Coding XHTML



to Top Whys and Wherefores
How XHTML evolved from HTML and XML


HTML was Developed From SGML

SGML, the Standard Generalized Markup Language, was designed as a way to build information-formatting languages. HTML, designed by Tim Berners-Lee in 1989-90, is one of the languages derived from SGML.

XML is a "Meta-Language"

HTML and the World Wide Web showed the potential for sharing information among millions of computers around the world. XML was derived from SGML as a simplified and extended set of rules for designing information mark-up languages. XML isn't used directly, but is used to create new codes for specific information-sharing purposes. Because it's a language for creating languages, it is called a "meta-language".

XML works by having each language derived from it defined in a Document Type Definition (DTD). This is a file that uses XML to define each of the tags of the language and their purpose. In addition, information about how each tag appears is put into a Stylesheet.

XHTML adapts HTML to XML

With XML providing more possibilities for information-sharing, a new version of HTML was created to take advantage of the new features. That's XHTML.

But the new capabilities come at a price: Certain things have to be done differently, so for people who already know HTML, there are old habits to break and new ways to adopt.

One of the main differences between HTML and XHTML is the need to separate structure from format...

Separating Structure from Format


What are "Structure" and "Format"?

Structure is the outline of the information - the skeleton. It consists of things like:

  • major headings
  • less important headings
  • lists
  • tables

Format is how the information is presented. It could include things like:

  • font
  • color
  • size of text
  • style of voice output
Reasons for Separating Them

The main reason for separating structure and format is that there are so many ways information can be presented. The Web, and more generally the Internet, is used to transmit and present information in a stunning variety of media:

  • Computer screens (the usual way - for now!)
  • Hand-held computers
  • Cell phones
  • Text readers for the blind
  • Paper printers
  • Braille printers

And more interestingly, computerized agents ("bots") are evolving to become information-search tools with the potential to leave today's search engines far behind.

For all but computer screens, HTML is a hassle to use, because it is very difficult or impossible to tell which tags can be ignored by (for example) a text reader, and which tags have information that helps make the meaning and structure clear.

How the Separation Works

XHTML requires that we avoid using tags that are purely formatting devices, such as <font>, <b>, <i>. Instead, we use "styles" - Cascading Style Sheets (CSS) that work somewhat like the styles in Microsoft Word.

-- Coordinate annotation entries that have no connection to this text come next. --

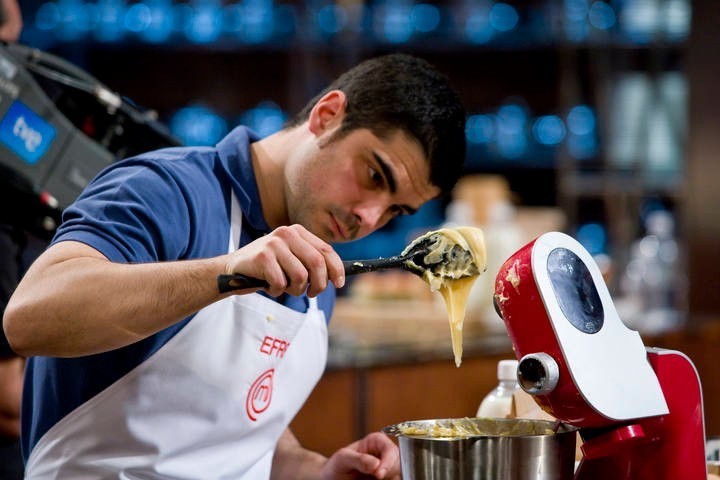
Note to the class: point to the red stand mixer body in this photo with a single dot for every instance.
(639, 409)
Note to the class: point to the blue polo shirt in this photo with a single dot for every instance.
(170, 204)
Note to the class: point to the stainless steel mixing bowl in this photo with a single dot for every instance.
(485, 449)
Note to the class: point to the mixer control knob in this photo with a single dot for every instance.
(538, 373)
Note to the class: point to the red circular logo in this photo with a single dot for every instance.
(260, 395)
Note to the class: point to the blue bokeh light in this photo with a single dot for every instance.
(425, 17)
(511, 121)
(593, 237)
(602, 16)
(480, 128)
(331, 19)
(503, 17)
(265, 119)
(393, 23)
(138, 18)
(582, 147)
(581, 120)
(198, 125)
(204, 25)
(549, 130)
(477, 25)
(47, 16)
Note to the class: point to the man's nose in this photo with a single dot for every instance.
(371, 215)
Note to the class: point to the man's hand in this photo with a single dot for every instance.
(375, 456)
(290, 259)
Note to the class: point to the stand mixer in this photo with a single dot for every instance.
(639, 409)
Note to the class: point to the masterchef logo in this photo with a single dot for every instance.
(260, 395)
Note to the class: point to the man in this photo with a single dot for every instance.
(12, 243)
(141, 368)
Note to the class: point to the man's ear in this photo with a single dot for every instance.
(327, 113)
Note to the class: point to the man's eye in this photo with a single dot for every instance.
(396, 211)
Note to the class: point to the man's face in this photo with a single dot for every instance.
(347, 188)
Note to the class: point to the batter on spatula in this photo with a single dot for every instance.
(454, 260)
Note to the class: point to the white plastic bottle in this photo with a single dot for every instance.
(498, 403)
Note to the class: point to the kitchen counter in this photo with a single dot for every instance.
(391, 332)
(391, 361)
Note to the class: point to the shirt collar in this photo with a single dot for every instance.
(234, 153)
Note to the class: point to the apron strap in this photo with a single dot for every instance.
(235, 223)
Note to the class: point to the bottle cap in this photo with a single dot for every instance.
(507, 369)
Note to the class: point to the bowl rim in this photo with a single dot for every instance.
(562, 428)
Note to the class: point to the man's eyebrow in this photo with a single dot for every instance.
(387, 172)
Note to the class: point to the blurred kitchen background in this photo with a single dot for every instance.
(596, 118)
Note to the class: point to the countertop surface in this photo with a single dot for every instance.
(368, 333)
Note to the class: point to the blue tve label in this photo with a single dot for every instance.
(25, 132)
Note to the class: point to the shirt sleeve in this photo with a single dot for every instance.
(9, 277)
(132, 212)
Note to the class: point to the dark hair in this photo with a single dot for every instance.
(399, 91)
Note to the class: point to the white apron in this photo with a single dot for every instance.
(209, 404)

Styles allow us to define the formatting for each of the structural tags - the headings, paragraph, lists, table parts, "strong" and "emphasis" tags. By changing the definition of the formatting for each style, one document can be used in a wide variety of ways.


 
to Top Nuts and Bolts
From the Top


What in the World is This?

When a browser - or more generally a User Agent (UA) - receives a file to display, the first thing it needs to know is what kind of file it is. "What in the world does this file contain?" A closely related second questions is, "What am I supposed to do to present it to humans on this device?"

When HTML was the main language used on the Web, browsers had only to look at the <HTML> tag at the beginning, and use their own programmed instructions to read the file.

With XML and its many derivative language, the job is not so simple. Instead of being programmed directly to handle HTML, browsers are now programmed to handle XML descriptions of the language in the file. Since XML-based languages are constantly being developed and improved, browsers need to find an on-line definition of how to handle this variant of XML-based language.

So: the first thing in a document needs to be a reference to the language being used, and where to find its definition - the Document Type Description, or DTD.

In the version of XHTML we're using now, this means including a DOCTYPE statement at the beginning of the file:

<!DOCTYPE html PUBLIC "-//W3C//DTD XHTML 1.0 Transitional//EN"
"http://www.w3.org/TR/xhtml1/DTD/xhtml1-transitional.dtd ">

By using this, all files that use XHTML refer to the same XML definition, located at the World Wide Web Consortium (W3C). W3C is the organization that defines HTML, XML, and XHTML - plus many other derivatives of XML.

If you're curious about XML, you can look at the DTD yourself.

XHTML Namespace Declaration

In addition to the DTD, the browser uses a Namespace Declaration. This is a more complete form of the <HTML> tag used in older HTML documents:

<html xmlns="http://www.w3.org/1999/xhtml" xml:lang="en" lang="en">

This contains a reference (for human reading) to the documents that explain XHTML, and also defined the human language of the document - in this case "en" = English.

Character Set Definition

There are many types of characters out there, and you can't be too careful. ;-) Actually, the "characters" referred to are letters and symbols. If the World Wide Web is to be truly world-wide, it must accomodate the letters and symbols of all the major languages, including Greek, Hebrew, Arabic, Russian, Korean, Chinese, Japanese and many others - maybe even Elvish.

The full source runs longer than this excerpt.